Page 84 of No Safe Place
Sunday | Afternoon
Andy
It didn’t come as a surprise.
Andy was always listening, and no amount of therapy or CBT could stop him. And as quiet as they thought they had been, they weren’t quiet enough. The soft tread of boots on the stairs, the squeak of the banister taking someone’s weight.
It was a relief.
His whole arm was on fire, radiating out from the wound on his forearm, up to his shoulder blades. The paracetamol and antiseptic weren’t cutting it.
Andy slipped his noise-cancelling headphones on and lowered himself to the ground. The pain of putting his injured arm above his head made him feel sick, but it was the only way he could think to protect himself.
Even with the headphones on, the sound still reached him. The door smashing in and the shouting, all faint and muffled and far away, until someone ripped the headphones off, and he could hear the roar of it all.
Metal bit into his wrist and Andy was dragged upwards.

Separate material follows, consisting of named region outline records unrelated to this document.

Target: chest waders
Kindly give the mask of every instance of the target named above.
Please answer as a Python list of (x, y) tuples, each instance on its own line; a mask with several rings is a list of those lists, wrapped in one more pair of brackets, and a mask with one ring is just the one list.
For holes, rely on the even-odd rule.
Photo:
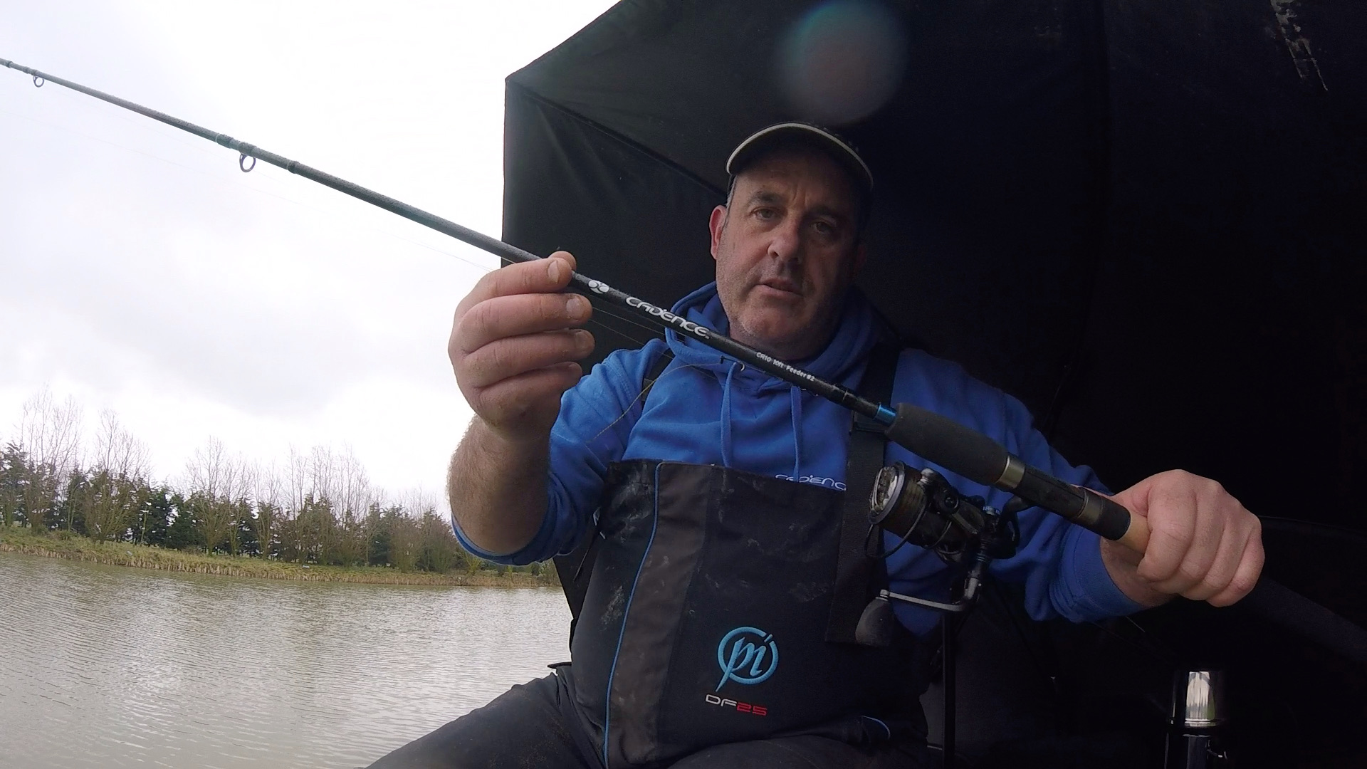
[[(868, 397), (891, 390), (897, 353), (875, 350), (861, 390), (883, 393)], [(846, 491), (716, 465), (611, 465), (570, 643), (576, 709), (606, 766), (778, 735), (924, 733), (910, 634), (854, 643), (886, 582), (863, 549), (886, 439), (861, 427)]]

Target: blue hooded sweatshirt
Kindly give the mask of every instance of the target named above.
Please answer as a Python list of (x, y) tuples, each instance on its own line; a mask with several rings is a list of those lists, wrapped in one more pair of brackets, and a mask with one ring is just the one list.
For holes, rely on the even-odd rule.
[[(715, 283), (693, 291), (673, 311), (729, 333)], [(796, 365), (854, 389), (869, 350), (884, 333), (874, 307), (852, 290), (835, 337), (824, 350)], [(674, 360), (642, 406), (641, 380), (666, 343)], [(1020, 401), (973, 379), (957, 364), (904, 350), (893, 401), (945, 415), (994, 438), (1029, 465), (1105, 490), (1089, 468), (1069, 465), (1048, 446)], [(656, 339), (638, 350), (614, 352), (565, 393), (551, 431), (547, 513), (532, 542), (517, 553), (487, 553), (473, 547), (459, 528), (457, 535), (470, 551), (496, 562), (526, 564), (562, 553), (591, 525), (607, 468), (619, 460), (714, 464), (843, 490), (849, 420), (848, 410), (824, 398), (666, 331), (666, 342)], [(932, 467), (960, 493), (984, 497), (997, 508), (1010, 498), (893, 443), (886, 460), (901, 460), (917, 469)], [(1089, 621), (1140, 608), (1106, 573), (1095, 534), (1038, 508), (1023, 512), (1020, 523), (1020, 551), (995, 561), (992, 572), (1024, 583), (1025, 608), (1032, 617)], [(890, 546), (895, 543), (887, 536)], [(953, 577), (928, 550), (910, 545), (899, 549), (889, 558), (887, 573), (895, 592), (949, 598)], [(939, 621), (938, 613), (905, 603), (897, 605), (897, 616), (917, 634), (930, 632)]]

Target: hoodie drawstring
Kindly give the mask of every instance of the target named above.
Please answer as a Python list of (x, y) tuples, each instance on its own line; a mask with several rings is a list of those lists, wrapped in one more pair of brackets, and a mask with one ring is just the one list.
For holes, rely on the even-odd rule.
[(731, 378), (738, 363), (726, 369), (726, 384), (722, 386), (722, 467), (731, 467)]
[[(722, 384), (722, 467), (731, 467), (731, 382), (735, 379), (735, 368), (740, 363), (731, 363), (726, 369), (726, 383)], [(802, 390), (796, 384), (787, 389), (789, 404), (793, 415), (793, 480), (802, 479)]]

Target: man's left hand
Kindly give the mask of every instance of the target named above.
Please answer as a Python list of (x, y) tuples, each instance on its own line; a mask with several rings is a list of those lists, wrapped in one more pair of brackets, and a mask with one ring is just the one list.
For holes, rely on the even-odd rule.
[(1258, 584), (1262, 524), (1208, 478), (1169, 471), (1115, 494), (1148, 519), (1148, 547), (1135, 553), (1102, 540), (1102, 562), (1121, 592), (1146, 606), (1182, 595), (1228, 606)]

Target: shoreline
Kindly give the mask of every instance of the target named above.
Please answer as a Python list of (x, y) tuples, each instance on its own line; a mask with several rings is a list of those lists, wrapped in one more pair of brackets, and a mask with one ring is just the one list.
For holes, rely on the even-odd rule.
[(401, 572), (383, 566), (320, 566), (268, 561), (247, 556), (208, 556), (164, 550), (128, 542), (96, 542), (86, 536), (31, 534), (25, 528), (0, 525), (0, 553), (22, 553), (45, 558), (66, 558), (108, 566), (163, 572), (278, 579), (291, 582), (346, 582), (358, 584), (418, 584), (444, 587), (556, 587), (554, 569), (543, 576), (526, 572), (499, 573), (481, 569), (470, 573)]

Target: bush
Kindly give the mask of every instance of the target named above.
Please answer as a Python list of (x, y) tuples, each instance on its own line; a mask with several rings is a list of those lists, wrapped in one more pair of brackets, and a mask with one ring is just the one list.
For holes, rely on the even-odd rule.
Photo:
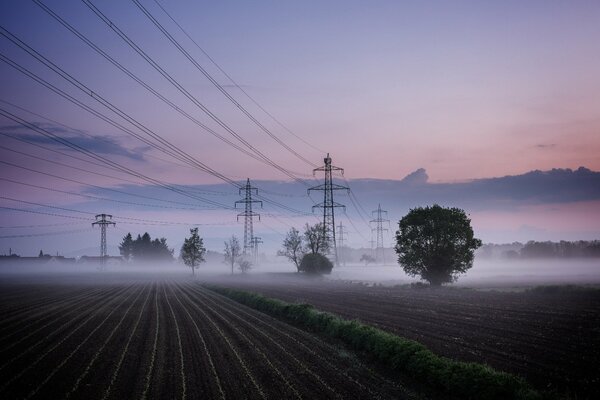
[(420, 381), (451, 398), (537, 400), (540, 395), (523, 379), (487, 365), (440, 357), (423, 344), (357, 320), (290, 304), (241, 290), (206, 286), (239, 303), (314, 332), (339, 339), (354, 350), (369, 352), (393, 370)]
[(300, 261), (300, 271), (307, 274), (330, 274), (333, 264), (322, 254), (306, 254)]

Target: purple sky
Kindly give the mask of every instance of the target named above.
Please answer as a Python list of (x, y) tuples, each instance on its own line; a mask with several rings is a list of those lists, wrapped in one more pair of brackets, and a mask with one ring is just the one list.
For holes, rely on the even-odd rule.
[[(83, 2), (43, 3), (177, 107), (227, 140), (240, 144), (227, 129), (210, 119), (150, 67)], [(141, 4), (199, 65), (263, 126), (311, 163), (320, 165), (324, 152), (330, 152), (334, 163), (345, 168), (351, 182), (357, 178), (400, 180), (419, 168), (427, 170), (428, 182), (433, 184), (519, 175), (536, 169), (585, 166), (599, 171), (600, 75), (597, 71), (600, 70), (600, 41), (597, 38), (600, 37), (600, 3), (440, 3), (160, 2), (244, 91), (300, 136), (300, 140), (235, 87), (154, 1), (141, 0)], [(231, 131), (296, 176), (303, 179), (310, 176), (313, 166), (284, 149), (243, 115), (177, 51), (133, 2), (98, 1), (94, 4)], [(235, 181), (246, 177), (253, 180), (290, 179), (182, 117), (96, 54), (34, 2), (3, 1), (0, 25), (94, 93), (219, 173)], [(0, 36), (0, 53), (136, 134), (145, 135), (4, 36)], [(5, 62), (0, 62), (0, 100), (1, 109), (154, 179), (182, 185), (221, 183), (205, 172), (178, 165), (181, 161), (151, 149), (82, 111)], [(131, 183), (30, 157), (33, 155), (142, 184), (138, 178), (122, 172), (52, 152), (48, 149), (77, 154), (2, 116), (0, 127), (2, 133), (11, 135), (0, 136), (0, 144), (4, 147), (0, 148), (0, 159), (5, 162), (100, 187), (118, 188)], [(178, 247), (177, 243), (188, 229), (185, 223), (190, 221), (225, 224), (214, 225), (205, 233), (215, 250), (221, 250), (223, 237), (241, 233), (240, 225), (235, 223), (235, 212), (231, 210), (192, 212), (141, 206), (131, 209), (131, 205), (102, 203), (64, 193), (90, 194), (90, 187), (77, 182), (8, 164), (2, 164), (0, 168), (0, 177), (5, 179), (0, 182), (4, 197), (183, 223), (169, 228), (167, 233), (162, 233), (164, 227), (121, 224), (119, 229), (124, 231), (115, 235), (118, 237), (113, 236), (113, 245), (123, 232), (149, 230), (153, 236), (167, 235), (173, 246)], [(62, 192), (25, 187), (6, 179)], [(131, 190), (143, 192), (144, 189)], [(235, 188), (223, 186), (219, 190), (229, 191), (231, 195), (210, 194), (207, 197), (228, 205), (237, 199)], [(556, 191), (561, 190), (567, 189), (556, 187)], [(94, 193), (95, 196), (121, 199), (115, 197), (118, 195), (114, 192)], [(305, 190), (300, 188), (291, 195), (303, 196), (304, 193)], [(285, 203), (287, 198), (281, 194), (265, 196)], [(155, 195), (165, 196), (160, 190)], [(359, 191), (356, 195), (359, 200), (369, 198), (367, 193)], [(158, 204), (150, 199), (129, 200)], [(182, 196), (172, 200), (206, 206)], [(312, 203), (305, 200), (306, 204), (298, 203), (298, 207), (310, 211)], [(440, 202), (444, 200), (445, 197), (439, 199)], [(393, 202), (394, 199), (385, 198), (385, 201)], [(428, 197), (422, 201), (438, 199)], [(486, 201), (491, 204), (490, 199)], [(349, 207), (349, 218), (352, 219), (349, 222), (356, 225), (352, 244), (365, 245), (363, 236), (370, 235), (368, 227), (356, 211), (350, 210), (353, 206), (349, 199), (344, 202)], [(402, 202), (398, 200), (398, 203)], [(510, 210), (490, 205), (482, 210), (468, 211), (476, 231), (481, 232), (484, 240), (598, 237), (598, 198), (592, 196), (560, 203), (552, 200), (517, 203)], [(406, 206), (418, 205), (423, 204)], [(0, 206), (76, 215), (71, 211), (51, 211), (7, 199), (0, 200)], [(376, 206), (376, 203), (366, 204), (365, 200), (367, 211)], [(404, 203), (398, 207), (393, 204), (383, 206), (397, 210), (397, 214), (390, 214), (395, 221), (406, 211)], [(265, 206), (265, 213), (273, 213), (276, 219), (264, 216), (262, 223), (270, 224), (270, 228), (261, 225), (257, 229), (270, 241), (266, 246), (272, 250), (279, 246), (280, 233), (305, 220), (305, 217), (292, 216), (272, 205)], [(87, 229), (89, 226), (89, 223), (81, 222), (82, 225), (73, 229), (70, 225), (7, 228), (79, 220), (6, 209), (0, 210), (0, 216), (4, 226), (0, 228), (2, 237)], [(77, 237), (72, 242), (65, 242), (65, 237), (73, 238), (73, 235)], [(40, 236), (35, 240), (40, 243), (36, 247), (47, 245), (68, 252), (95, 246), (96, 236), (97, 232), (92, 231), (80, 235)], [(391, 241), (391, 237), (389, 239)], [(32, 239), (0, 238), (0, 252), (7, 252), (10, 246), (23, 249), (25, 240)]]

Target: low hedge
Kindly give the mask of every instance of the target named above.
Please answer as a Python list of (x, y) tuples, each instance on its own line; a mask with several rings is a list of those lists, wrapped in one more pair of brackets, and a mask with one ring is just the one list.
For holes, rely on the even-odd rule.
[(426, 346), (357, 320), (291, 304), (256, 293), (207, 286), (209, 289), (271, 316), (339, 339), (366, 351), (384, 365), (421, 384), (461, 399), (539, 399), (523, 379), (486, 365), (440, 357)]

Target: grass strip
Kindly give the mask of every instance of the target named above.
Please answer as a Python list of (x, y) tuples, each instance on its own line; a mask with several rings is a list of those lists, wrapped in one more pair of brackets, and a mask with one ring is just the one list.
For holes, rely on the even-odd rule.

He couldn’t see who was behind him and the pressure of the noise in the room – shouting stamping doors banging – meant he probably couldn’t have processed it anyway.
He twisted, trying to ask someone to pick up his neatly packed rucksack, but he was shoved forward again, and this time there was a hand on his bad arm. Andy screamed in pain, and it was a strange noise, one he’d never made before.
The yelling intensified, and whether Andy planned to resist arrest or not, within seconds he was being slammed into the wall next to the door, his face pressed hard into the embossed, flowery wallpaper.
Andy didn’t know how many hands were on him.
His shoulders, his head – pushed into the wall with a force he thought he probably deserved, although he couldn’t say why.
He couldn’t understand the words, the sounds the voices were making – but their tone was angry and urgent, buzzing in his ears after they’d finished speaking.
Hot tears stung his eyes, and he closed them.
And it was David’s voice he heard, in his head, telling him not to panic.